Today, Meisinger’s seven-member research group is investigating how phosphorylations affect mitochondrial proteins. Cells can switch many enzymes and other proteins on and off by adding or removing phosphates. So the patterns of these phosphorylations change. The type of phosphorylation pattern of the TOM doorway-doorman complex determines which ID card is the right one. TOM only accepts proteins that have the right identity card at the right time, and rejects all others. However, it is not clear which signaling pathways lead to the phosphorylation of the TOM complex. “Under which conditions do these phosphorylations take place?” Meisinger wonders. “And how do mitochondria give feedback to the cell?”

Meisinger already knows this much: TOM's phosphorylation pattern varies strongly according to the supply of food. “This guarantees that mitochondria can optimally supply the cells with energy at any time." Energy requirements therefore also have a major influence. When cells divide, for example, they need a lot of energy in the form of ATP. Shortly before division, many proteins that are important for the production of ATP are released by TOM into the mitochondria. Meisinger's team has made groundbreaking discoveries on this mechanism.

These could help fight tumors at some point. Back in the last century, the biochemist Otto Heinrich Warburg discovered that tumors often produce energy by glycolysis – the degradation of simple sugars - in the cytosol instead of in the mitochondria. “Tumor cells often switch from respiratory energy production to glycolytic energy production,” Meisinger says. It’s now called the Warburg effect. Nobody really knows exactly how tumors make use of it. Normal cells only take the glycolytic or anaerobic route when they run out of oxygen.

Networklike structure of mitochondria (green) from the model organism bakers' yeast. Source: Research group Meisinger

Could we pull the plug on cancer cells?

It is this very difference between tumor cells and normal cells that might prove useful. When the Warburg effect starts, the phosphorylation pattern of TOM changes. “TOM flips the switch from respiratory to glycolytic," says Meisinger, explaining his latest findings. Might it be possible to inhibit this Warburg phosphorylation, to block the switch – so that tumor cells run out of energy? Or could this mechanism be used to regulate similar processes?

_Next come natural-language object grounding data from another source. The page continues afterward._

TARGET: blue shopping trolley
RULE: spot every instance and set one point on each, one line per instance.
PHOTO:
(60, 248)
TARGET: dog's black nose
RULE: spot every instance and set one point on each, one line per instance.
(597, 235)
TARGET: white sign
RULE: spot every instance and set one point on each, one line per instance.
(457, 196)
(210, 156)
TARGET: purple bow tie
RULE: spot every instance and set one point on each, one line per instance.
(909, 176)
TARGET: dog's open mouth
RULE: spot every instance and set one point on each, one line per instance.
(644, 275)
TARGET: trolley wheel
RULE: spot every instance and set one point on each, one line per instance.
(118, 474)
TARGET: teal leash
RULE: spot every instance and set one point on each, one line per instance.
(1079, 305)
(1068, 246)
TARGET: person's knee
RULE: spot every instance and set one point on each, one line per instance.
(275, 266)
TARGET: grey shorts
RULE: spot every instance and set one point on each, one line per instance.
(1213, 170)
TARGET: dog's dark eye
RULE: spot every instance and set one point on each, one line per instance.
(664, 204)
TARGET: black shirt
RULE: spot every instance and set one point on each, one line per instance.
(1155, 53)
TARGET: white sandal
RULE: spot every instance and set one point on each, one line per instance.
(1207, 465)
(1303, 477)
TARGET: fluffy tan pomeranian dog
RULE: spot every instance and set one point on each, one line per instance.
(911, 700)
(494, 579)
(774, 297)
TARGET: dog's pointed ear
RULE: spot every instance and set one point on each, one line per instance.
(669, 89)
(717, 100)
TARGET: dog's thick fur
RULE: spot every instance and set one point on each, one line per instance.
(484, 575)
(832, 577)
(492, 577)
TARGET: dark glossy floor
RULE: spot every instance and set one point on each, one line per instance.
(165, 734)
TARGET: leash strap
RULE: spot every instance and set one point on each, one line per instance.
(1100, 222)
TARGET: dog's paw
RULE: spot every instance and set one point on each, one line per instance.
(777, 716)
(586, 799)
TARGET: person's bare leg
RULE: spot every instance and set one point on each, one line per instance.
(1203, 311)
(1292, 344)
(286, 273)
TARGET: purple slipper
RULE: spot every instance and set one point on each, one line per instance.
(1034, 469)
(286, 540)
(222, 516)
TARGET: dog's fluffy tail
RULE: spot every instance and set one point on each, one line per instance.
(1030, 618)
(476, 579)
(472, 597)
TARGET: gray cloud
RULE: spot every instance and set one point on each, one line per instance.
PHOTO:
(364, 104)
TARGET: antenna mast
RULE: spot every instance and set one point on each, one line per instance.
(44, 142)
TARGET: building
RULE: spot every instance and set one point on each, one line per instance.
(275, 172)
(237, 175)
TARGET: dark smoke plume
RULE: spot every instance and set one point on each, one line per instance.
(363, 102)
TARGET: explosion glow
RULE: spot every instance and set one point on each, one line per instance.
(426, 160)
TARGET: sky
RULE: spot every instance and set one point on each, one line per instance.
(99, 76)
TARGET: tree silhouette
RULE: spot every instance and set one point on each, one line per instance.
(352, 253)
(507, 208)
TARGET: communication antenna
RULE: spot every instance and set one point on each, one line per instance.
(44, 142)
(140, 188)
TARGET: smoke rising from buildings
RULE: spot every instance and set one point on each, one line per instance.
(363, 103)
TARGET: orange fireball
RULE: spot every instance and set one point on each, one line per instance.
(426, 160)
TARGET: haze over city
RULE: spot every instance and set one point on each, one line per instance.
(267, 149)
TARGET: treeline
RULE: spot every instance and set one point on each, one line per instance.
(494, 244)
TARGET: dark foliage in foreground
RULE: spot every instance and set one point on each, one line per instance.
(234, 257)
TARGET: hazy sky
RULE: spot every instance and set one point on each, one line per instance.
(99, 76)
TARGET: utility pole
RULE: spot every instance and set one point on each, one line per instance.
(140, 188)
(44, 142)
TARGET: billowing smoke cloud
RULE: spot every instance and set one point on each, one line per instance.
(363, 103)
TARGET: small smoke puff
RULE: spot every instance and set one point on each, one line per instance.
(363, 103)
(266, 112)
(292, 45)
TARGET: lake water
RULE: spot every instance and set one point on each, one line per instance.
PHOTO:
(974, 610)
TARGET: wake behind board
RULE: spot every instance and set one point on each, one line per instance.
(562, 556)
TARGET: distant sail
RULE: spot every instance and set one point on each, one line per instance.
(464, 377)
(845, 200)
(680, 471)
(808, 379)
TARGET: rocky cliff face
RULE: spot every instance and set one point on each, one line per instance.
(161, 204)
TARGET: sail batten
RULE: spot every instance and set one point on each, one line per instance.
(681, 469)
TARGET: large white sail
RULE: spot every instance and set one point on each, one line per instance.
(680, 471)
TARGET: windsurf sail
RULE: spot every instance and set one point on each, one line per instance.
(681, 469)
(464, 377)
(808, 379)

Meisinger’s research currently focuses on understanding the underlying mechanisms. His group is conducting basic research on baker's yeast. The results, he emphasizes, are largely applicable to all eukaryotes – living organisms with cell nuclei – including humans. “Yeast research has probably already won more Nobel prizes than work with human cells.” He is pleased that he has opened up an exciting field of research in the signaling processes involving mitochondria. Experts now know several hundred phosphorylation sites on mitochondrial proteins. Asked about his goals in CIBSS, Meisinger talks about applications. He would like to find targets which could be used to manipulate mitochondrial functions. "For example, the protein that phosphorylates TOM in such a way that the Warburg effect is triggered in tumors,” he says.

Meisinger began his scientific career studying chemistry and biochemistry at the University of Freiburg. He also received his doctorate here, and completed his habilitation in biochemistry and molecular biology. Three other German universities offered him jobs in 2008, but he decided to stay in his hometown. As spokesman of the newly approved Collaborative Research Center 1381, “Dynamic organization of cellular protein machineries,” he thinks the Freiburg environment is ideal. Chris Meisinger says that he can give his scientific curiosity free rein here. “I hope there will be many more surprising research results in the future.”